Na samą myśl o uczelni wszystkiego mi się odechciało, nie miałem ochoty tam wracać i robić jakichś spierdolonych rzeczy, ale to ostatni rok, więc nie potrzebuję problemów i postanowiłem się jakoś bardziej do tego wszystkiego przyłożyć. Wyszliśmy z akademika i... Zastygliśmy w bezruchu.
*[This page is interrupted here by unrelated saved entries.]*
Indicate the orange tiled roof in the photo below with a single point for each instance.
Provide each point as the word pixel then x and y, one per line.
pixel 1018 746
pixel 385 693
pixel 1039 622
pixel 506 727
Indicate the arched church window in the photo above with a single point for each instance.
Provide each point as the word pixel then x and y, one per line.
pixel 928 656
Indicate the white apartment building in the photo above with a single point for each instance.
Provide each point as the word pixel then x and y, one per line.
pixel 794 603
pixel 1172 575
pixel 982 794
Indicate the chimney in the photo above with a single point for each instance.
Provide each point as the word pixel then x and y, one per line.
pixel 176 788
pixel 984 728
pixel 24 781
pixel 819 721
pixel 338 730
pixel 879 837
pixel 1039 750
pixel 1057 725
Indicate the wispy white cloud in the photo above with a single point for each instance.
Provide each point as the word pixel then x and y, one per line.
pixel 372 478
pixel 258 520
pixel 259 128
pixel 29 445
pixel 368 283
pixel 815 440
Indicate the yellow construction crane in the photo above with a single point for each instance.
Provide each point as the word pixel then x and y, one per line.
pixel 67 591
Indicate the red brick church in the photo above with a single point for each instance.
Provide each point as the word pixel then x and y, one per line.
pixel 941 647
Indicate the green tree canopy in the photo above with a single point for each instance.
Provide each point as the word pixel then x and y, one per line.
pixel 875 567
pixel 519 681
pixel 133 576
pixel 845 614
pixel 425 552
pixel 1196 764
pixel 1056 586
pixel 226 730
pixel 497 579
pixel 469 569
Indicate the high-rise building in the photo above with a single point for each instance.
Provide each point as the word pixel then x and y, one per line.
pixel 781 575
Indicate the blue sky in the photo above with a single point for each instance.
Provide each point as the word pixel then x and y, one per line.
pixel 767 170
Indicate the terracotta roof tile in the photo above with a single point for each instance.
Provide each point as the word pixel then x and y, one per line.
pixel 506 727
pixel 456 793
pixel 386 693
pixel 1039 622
Na terenach zielonych akademika zobaczyliśmy Liama i Thomasa, którzy podlewali zapewne sadzonki, które tam przytargali i posadzili.

- O chuj - powiedział Brett. 

- Wieś w Nowym Jorku - powiedziałem i podeszliśmy do chłopaków, którzy coś kopali i podlewali.

- O, hej, właśnie nadeszła pora podlewania - powiedział Liam i pomachał blaszaną konewką, Thomas klękał przy tych sadzonkach i coś tam dokopywał.

- Dopiero jak to zobaczyłem na żywo dotarło do mnie, że naprawdę to zrobiliście - powiedziałem.

- Tu będą marchewki, tu ziemniaki, a tu buraki - powiedział Thomas wskazując miejsca w ziemi na których jeszcze nic nie zdążyło wyrosnąć. Założę się, że to co oni wyprawiają zainteresowało mieszkańców akademika i pewnie zerkali ciekawi co tu się odpierdala.

- Świetnie - powiedział Brett przyglądając się wszystkiemu. 

- Okej, my pójdziemy do sklepu - powiedziałem i odeszliśmy, odwróciłem się jeszcze by zobaczyć w oddali amiszów, którzy z pasją i zainteresowaniem zajmowali się sadzonkami.

- Nie spodziewałem się tego - powiedziałem.

- Ja też... Śmiesznie trochę, że przywieźli tu kawał swojego życia - wspomniał Brett.

- Owszem... Czy widzisz to co ja? - spytałem gdy doszliśmy do marketu w którym zazwyczaj robiliśmy zakupy jedzeniowe, tak zwany market studencki. Na parkingu szedł kujon, nasz ulubiony lokator z dołu, który pewnie skądś wracał i szedł po zakupy, w mojej głowie pojawił się oczywiście genialny pomysł.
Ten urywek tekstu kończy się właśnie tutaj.